MobilityData · jcpitre · Oct 28, 2025 · Oct 16, 2025 · Oct 16, 2025 · Oct 17, 2025
diff --git a/functions-python/pmtiles_builder/src/agencies_processor.py b/functions-python/pmtiles_builder/src/agencies_processor.py
@@ -0,0 +1,39 @@
+import csv
+
+from base_processor import BaseProcessor
+from csv_cache import AGENCY_FILE
+
+
+class AgenciesProcessor(BaseProcessor):
+    def __init__(
+        self,
+        csv_cache,
+        logger=None,
+    ):
+        super().__init__(AGENCY_FILE, csv_cache, logger)
+        self.agencies = {}
+
+    def process_file(self):
+        with open(self.filepath, "r", encoding=self.encoding, newline="") as f:
+            header = f.readline()
+            if not header:
+                return
+            columns = next(csv.reader([header]))
+
+            agency_id_index = self.csv_cache.get_index(columns, "agency_id")
+            agency_name_index = self.csv_cache.get_index(columns, "agency_name")
+
+            for line in f:
+                if not line.strip():
+                    continue
+
+                row = self.csv_parser.parse(line)
+                agency_id = self.csv_cache.get_safe_value_from_index(
+                    row, agency_id_index
+                )
+                agency_name = self.csv_cache.get_safe_value_from_index(
+                    row, agency_name_index
+                )
+
+                if agency_id:
+                    self.agencies[agency_id] = agency_name
diff --git a/functions-python/pmtiles_builder/src/base_processor.py b/functions-python/pmtiles_builder/src/base_processor.py
@@ -0,0 +1,69 @@
+from fast_csv_parser import FastCsvParser
+from shared.helpers.utils import detect_encoding
+from shared.helpers.runtime_metrics import track_metrics
+import os
+
+
+class BaseProcessor:
+    """
+    Minimal base class for processors that read a GTFS CSV and write derived outputs.
+
+    Responsibilities
+    - Resolve the absolute path of the input file via the shared CsvCache.
+    - Detect file encoding and initialize a fast CSV parser.
+    - Provide a safe early-return when the input file is absent (some GTFS files are optional).
+    - Delegate the actual line-by-line work to subclasses via `process_file()`.
+
+    Lifecycle contract
+    - Subclasses should override `process_file(self)` — do not call it directly.
+
+    Notes on flags
+    - `no_download` and `no_delete` are orchestration hints used by the caller (e.g., the builder) to
+      decide whether to download the source file and whether to delete it afterward.

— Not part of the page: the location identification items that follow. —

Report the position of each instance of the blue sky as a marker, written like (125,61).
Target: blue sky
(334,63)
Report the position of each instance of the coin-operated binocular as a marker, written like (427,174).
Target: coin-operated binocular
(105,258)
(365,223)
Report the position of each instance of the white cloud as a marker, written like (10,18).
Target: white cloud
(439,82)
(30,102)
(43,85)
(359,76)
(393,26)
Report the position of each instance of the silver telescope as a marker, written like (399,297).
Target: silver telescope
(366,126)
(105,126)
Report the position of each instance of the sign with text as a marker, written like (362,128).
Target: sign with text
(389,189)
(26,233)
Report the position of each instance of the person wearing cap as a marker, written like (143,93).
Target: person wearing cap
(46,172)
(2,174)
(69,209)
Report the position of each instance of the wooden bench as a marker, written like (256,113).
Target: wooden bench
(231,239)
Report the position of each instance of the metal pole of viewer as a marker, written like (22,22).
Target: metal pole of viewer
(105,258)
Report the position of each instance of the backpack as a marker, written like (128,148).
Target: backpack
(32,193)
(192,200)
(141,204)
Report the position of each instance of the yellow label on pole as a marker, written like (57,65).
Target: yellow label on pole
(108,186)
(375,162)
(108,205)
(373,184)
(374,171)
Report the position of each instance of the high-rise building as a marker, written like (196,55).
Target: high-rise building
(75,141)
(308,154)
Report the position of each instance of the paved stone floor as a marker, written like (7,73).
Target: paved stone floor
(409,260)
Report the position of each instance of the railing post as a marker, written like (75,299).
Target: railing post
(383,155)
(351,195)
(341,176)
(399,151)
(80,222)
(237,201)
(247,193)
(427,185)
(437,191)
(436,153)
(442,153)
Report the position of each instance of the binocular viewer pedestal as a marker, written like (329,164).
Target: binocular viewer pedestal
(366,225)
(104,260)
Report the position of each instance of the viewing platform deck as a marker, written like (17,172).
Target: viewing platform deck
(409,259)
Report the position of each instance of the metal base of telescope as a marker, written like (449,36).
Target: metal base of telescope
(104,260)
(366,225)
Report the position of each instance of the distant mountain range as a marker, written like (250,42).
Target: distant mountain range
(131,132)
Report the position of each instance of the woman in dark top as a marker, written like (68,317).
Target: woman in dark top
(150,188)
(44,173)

The base class does
+      not use these flags directly; they are honored by the orchestrator.
+    """
+
+    def __init__(
+        self, filename, csv_cache, logger=None, no_download=False, no_delete=False
+    ):
+        self.filename = filename
+        self.csv_cache = csv_cache
+        self.logger = logger or csv_cache.logger
+        self.no_download = no_download
+        self.no_delete = no_delete
+
+        # Will be populated during `process()`
+        self.filepath = None
+        self.csv_parser = None
+        self.encoding = None
+
+    @track_metrics(metrics=("time", "memory", "cpu"))
+    def process(self):
+        """
+        Entry point called by orchestrators to run a processor in a safe, uniform way.
+\
+        """
+        self.filepath = self.csv_cache.get_path(self.filename)
+        # If the target file does not exist in the workdir, skip processing.
+        # This avoids exceptions for optional files and keeps pipelines resilient.
+        if not os.path.exists(self.filepath):
+            # We don't return an Exception here because the presence of mandatory files has been verified elsewhere.
+            self.logger.debug(
+                "File not present, skipping processing: %s", self.filepath
+            )
+            return
+        self.csv_parser = FastCsvParser()
+        self.encoding = detect_encoding(filename=self.filepath, logger=self.logger)
+        self.logger.debug("Begin processing file %s", self.filename)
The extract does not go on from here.